Elle descendit toujours perdue dans ses pensées. Enfonçant les mains dans ses poches, elle trouva le papier que Félix lui avait donné quelques heures plus tôt et qu’elle avait enfoui là sans même le lire. Elle déplia la feuille. Au centre quelques mots d’une écriture appliquée :

                                                                      Voulez-vous m’accompagner au cinéma ?

                                                                      Rendez-vous dimanche au Familial pour la séance de 18h.

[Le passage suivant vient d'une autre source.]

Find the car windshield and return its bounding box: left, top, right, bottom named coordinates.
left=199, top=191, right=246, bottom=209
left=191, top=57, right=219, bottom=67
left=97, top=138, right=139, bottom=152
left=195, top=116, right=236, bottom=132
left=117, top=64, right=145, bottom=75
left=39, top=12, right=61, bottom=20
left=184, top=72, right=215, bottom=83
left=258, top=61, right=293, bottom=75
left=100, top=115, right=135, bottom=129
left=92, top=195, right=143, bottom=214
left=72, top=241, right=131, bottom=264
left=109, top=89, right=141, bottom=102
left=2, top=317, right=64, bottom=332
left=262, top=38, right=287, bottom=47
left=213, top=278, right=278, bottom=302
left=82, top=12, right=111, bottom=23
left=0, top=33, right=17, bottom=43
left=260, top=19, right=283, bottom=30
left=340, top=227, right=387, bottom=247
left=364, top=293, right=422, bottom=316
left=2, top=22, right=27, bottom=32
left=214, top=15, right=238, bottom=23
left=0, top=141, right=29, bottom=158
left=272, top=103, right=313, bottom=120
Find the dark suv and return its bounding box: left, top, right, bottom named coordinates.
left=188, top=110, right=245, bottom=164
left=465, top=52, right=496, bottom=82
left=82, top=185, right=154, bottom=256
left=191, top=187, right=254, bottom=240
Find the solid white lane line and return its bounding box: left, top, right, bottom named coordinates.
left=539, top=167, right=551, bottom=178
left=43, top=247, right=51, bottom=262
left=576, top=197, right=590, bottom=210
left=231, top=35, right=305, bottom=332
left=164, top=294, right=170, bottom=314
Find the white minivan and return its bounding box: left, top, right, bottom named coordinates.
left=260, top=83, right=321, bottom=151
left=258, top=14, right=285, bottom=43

                                                                                                                                        Félix

Hortense replia le papier et le remit au fond de sa poche. Des foules de souvenirs l’assaillaient, des bons comme des mauvais. Aller au cinéma avec un autre homme que Jo, cela lui semblait inconcevable et pourtant il n’était plus là et passer à autre chose lui ferait le plus grand bien. C’est sur cette réflexion, qu’arrivée devant la porte de son immeuble, Hortense entendit un miaulement. Elle aperçut un chat qui l’observait, assis non loin du recoin où elle avait laissé le cadavre du chat gris, sa première victime. Tout se bousculait dans sa tête : la disparition de Jo, celle de Tigrou, le chagrin de Catherine, l’invitation de Félix… D’un psccht, Hortense chassa le chat, et rentra chez elle, soulagée d’avoir pu faire taire ses démons sans faire de nouvelle victime.

 

Le lendemain, Catherine arriva les bras chargés d’un gros matou roux. « Il est revenu hier soir », dit-elle toute contente en tendant l’animal à Hortense qui instinctivement prit le chat dans ses bras et commença à le caresser.

« Je crois qu’il t’aime bien, affirma la fillette. D’habitude, il ne se laisse pas trop caresser par des gens qu’il ne connaît pas».

La joie de la fillette toucha Hortense autant que sa détresse de la veille. La nouvelle du retour du chat la rendit gaie tout le reste de la journée. Quand Félix passa à la boutique ce jour-là, elle lui glissa discrètement « à dimanche ».